Jul 29, 2016
Shaifalika Panda, Chief of CSR, Indian Metal & Ferro Alloys (IMFA), and CEO, Bansidhar & Ila Panda Foundation (BIPF), says that companies should realign their CSR agenda to meet the contemporary challenges. Shaifalika talks to Ashok Kumar for the Social Philanthropy Series on All India Radio's FM Rainbow channel. Excerpts from the interview:
OneWorld South Asia: What lessons do Indian companies need to learn from the Companies Act, 2013?
Shaifalika Panda: Indian industries had an idea about Corporate Social Responsibility (CSR) long before the introduction of Companies Act 2013, but today CSR has been brought to the forefront.
The introduction of the Act according to me should be viewed as an opportunity and people should look at the broader concept of responsibility where our actions will create a people-and-planet-friendly environment capable of generating socially responsible profit.
A lot of companies have been working in the field of CSR for some years and now they have an opportunity for partnership with other companies and the government in order to achieve social goals.
OWSA: What kind of vision or direction has the Act given to the industry towards achieving development?
Shaifalika: The CSR Act focuses on activities like education, eradication of hunger and poverty, AIDS programmes, malaria, maternal health and several programmes and interventions required in each of these verticals.
I think this is the time when people will need to come together for collective cause and work together so that they are able to achieve a larger impact.
OWSA: How can companies make CSR activities really meaningful?
Shaifalika: The companies should introspect and evaluate to assess their CSR strategic agenda and realign their strategy according to the present challenges.
No company working alone can achieve the complete CSR agenda, hence, the Companies Act, 2013 gives an opportunity for collaboration.

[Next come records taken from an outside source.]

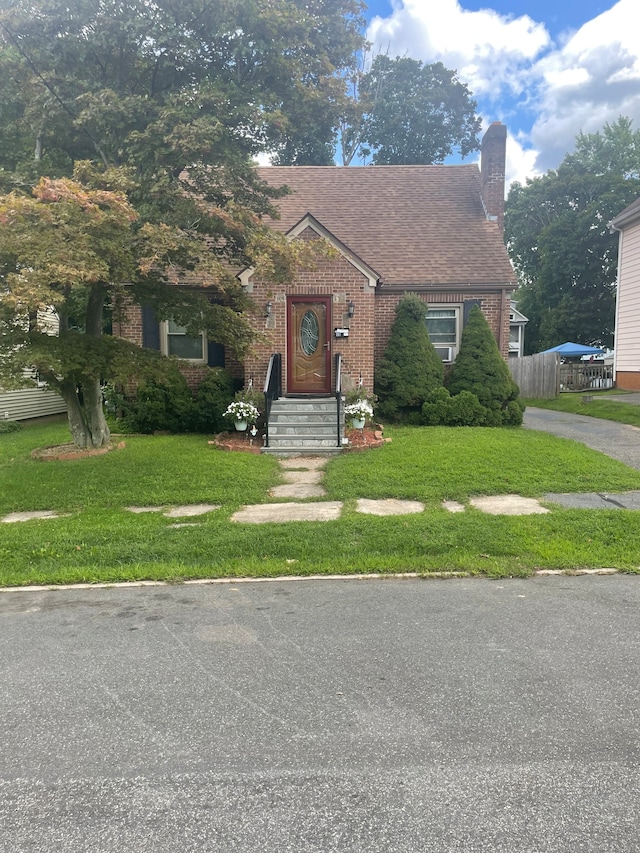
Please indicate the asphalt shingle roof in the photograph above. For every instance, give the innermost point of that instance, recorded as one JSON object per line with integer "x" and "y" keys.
{"x": 414, "y": 225}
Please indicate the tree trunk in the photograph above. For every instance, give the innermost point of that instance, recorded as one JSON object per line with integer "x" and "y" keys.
{"x": 83, "y": 395}
{"x": 87, "y": 423}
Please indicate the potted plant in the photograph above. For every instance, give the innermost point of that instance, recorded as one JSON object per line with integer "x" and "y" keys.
{"x": 358, "y": 412}
{"x": 241, "y": 413}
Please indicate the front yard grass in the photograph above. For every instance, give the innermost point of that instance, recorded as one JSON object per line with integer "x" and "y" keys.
{"x": 100, "y": 541}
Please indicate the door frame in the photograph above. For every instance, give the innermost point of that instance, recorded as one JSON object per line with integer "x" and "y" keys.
{"x": 327, "y": 299}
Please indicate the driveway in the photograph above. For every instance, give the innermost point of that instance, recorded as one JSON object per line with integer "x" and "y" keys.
{"x": 322, "y": 716}
{"x": 619, "y": 441}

As you know our government has very good programmes but the real problem is their implementation. If the government and the private sector implement these programmes in collaboration, then the good managerial efficiency of the private sector would enable better implementation of these programmes.
A lot of companies want to do good work but they have no idea about CSR. The new Act provides a framework to understand the process of implementation of CSR more effectively.
OWSA: What will be the negative and positive effect of working within the framework of the new Companies Act?
Shaifalika: In earlier times people used to do charity or philanthropy according to personal will. But now we have so many problems in our country that we require a strategic plan to tackle them.
According to the framework, you will decide what needs to be done followed by the kind of action required to be taken. Nowadays, if the private companies and industry focus on innovation and technology, then they can create a larger impact.
OWSA: Do you think the framework of the new Act will stereotype the CSR activities of the companies?
Shaifalika: No, I don’t agree with this. The activities permissible under the CSR Act cover wide range of issues including AIDS prevention, Malaria, and eradication of poverty.
So it depends on the company to decide how it can contribute or make itself most useful in the area of health. Our company works in five districts of Odisha, where child and maternal health is a big issue. The Infant Mortality Rates and Maternal Mortality Rates are extremely high. So my company has decided to focus more on these two areas.
So, to be efficient in your community there is no-one-size-fits-all formula. You have to work according to your geography and strengths and that will add up to the collective goal but for each individual to reach that collective goal there will be individual goals.
The end goal is same for everyone but there can be ten different ways to achieve that end goal. Every company or sector can have their own vision or direction towards achieving that goal. Therefore, there is no chance of getting stereotyped in the CSR sector.
OWSA: How have CSR activities evolved at your end, especially after the new Act?
Shaifalika: The introduction of the new Act has not made much difference to our company. IMFA has always been committed to working for the community. When our founder Bansidhar panda had started the first plant of IMFA in 1961, it was his wish to come back to his home state and create livelihoods for the people of Odisha.
He focused on one of the remotest towns of Odisha in erstwhile Koraput district. Along with the start of the plant the company also started its community initiatives. Even when there was no concept of CSR in the 1960s, we had given water facilities, sanitation facilities to the community.
Then in 1970s we started to look into education, skill development and as early as 1982 in Rayagada district we started an English medium school and a vocational centre (ITI centre).
The changing landscape of CSR in our country called for strategic interventions and because of this in 2011, we set up the Bansidhar Panda Foundation. All our initiatives are done by this foundation. We focus on 3-4 things in our foundation touching upon issues like water and sanitation, education, skill development, and women and children programmes.